The $10.3bn Sicav received “hot but manageable” inflows earlier in the year, Young said, but these have slowed down quite nicely and naturally.
Its UK counterpart, the £2.6bn Asia-Pacific Oeic saw inflows of £400m between the end of October 2012 and the end of February this year.
Young said: “It’s not so much what happens to any one fund alone. It’s more a matter of how much goes into the strategy as a whole.
"Short term we wouldn’t be keen on having $5bn flood through the door as we see things today. But markets can be very funny – there might be a calamity or something happens and then we would be saying ‘yes please’.”
‘Altruistic fee’
Aberdeen has already soft closed its Global Emerging Markets Fund, in April, by introducing a 2% entry fee which goes to the existing holders of the fund rather than into the coffers of the fund management group.
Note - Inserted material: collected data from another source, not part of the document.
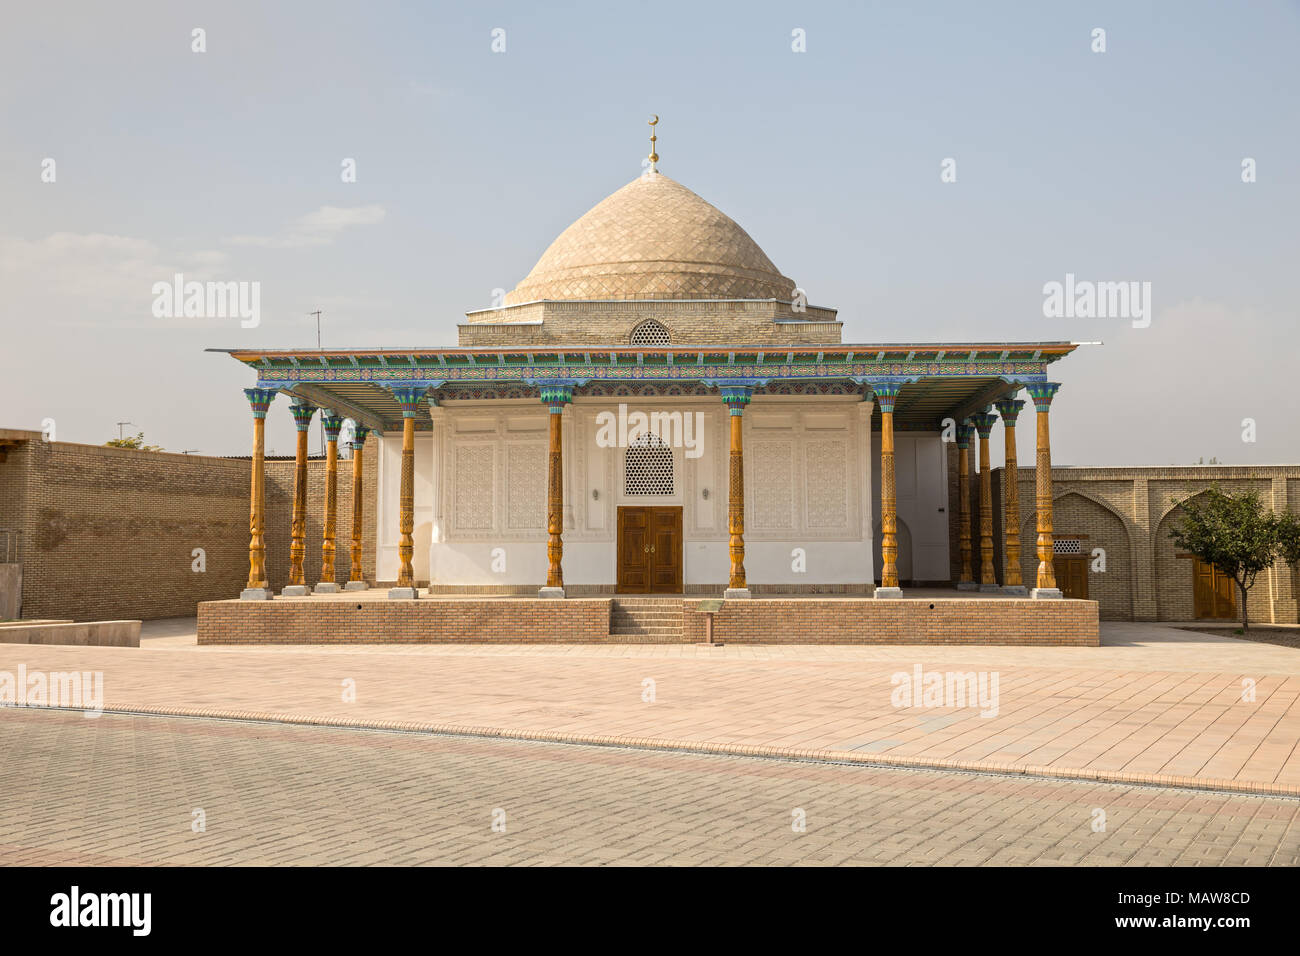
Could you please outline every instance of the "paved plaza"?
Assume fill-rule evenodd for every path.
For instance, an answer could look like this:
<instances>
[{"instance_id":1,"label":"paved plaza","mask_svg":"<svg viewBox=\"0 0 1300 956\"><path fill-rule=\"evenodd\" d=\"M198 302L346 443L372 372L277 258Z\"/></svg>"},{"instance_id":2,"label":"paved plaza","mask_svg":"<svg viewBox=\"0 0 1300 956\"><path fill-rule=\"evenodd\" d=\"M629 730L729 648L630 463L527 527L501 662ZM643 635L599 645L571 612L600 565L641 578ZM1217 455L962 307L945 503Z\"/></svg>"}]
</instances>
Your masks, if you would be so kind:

“It’s quite an altruistic entry fee which has slowed the inflows dramatically in exactly the way we wanted,” Young said, pointing out the flows are now about flat, with inflows matching outflows.
“It was coming in in hundreds of millions a month, and some months would have seen a billion. We can manage the odd hundred here or there but if you have a flood of money coming in – these markets are not necessarily the most liquid – you then start damaging your existing investors.”
First State followed suit with the soft-closure of its GEM Leaders Fund earlier this month.
Read our analysis of the lack of alternatives for Aberdeen and First State in the GEM sector.
Fine balance
The danger with soft-closing, he explained, is that “you stop the inflows but the outflows continue so you end up not quite cutting off your nose to spite your face, but it can have the reverse effect of what you intend. So it’s been about right, and hopefully our investors are happy”.
The group’s policy for the global emerging market funds is a role model for what it would do anywhere else if it had those tremendous inflows.
“One of the most likely areas is Asia Pacific. We are not seeing horrendous inflows but that could change tomorrow. Suddenly you have billions in and you are not being fair to investors,” Young concluded.
The Asia Pacific funds have been closed to new segregated business for over five years, well ahead of the soft close move on the emerging markets funds in 2013.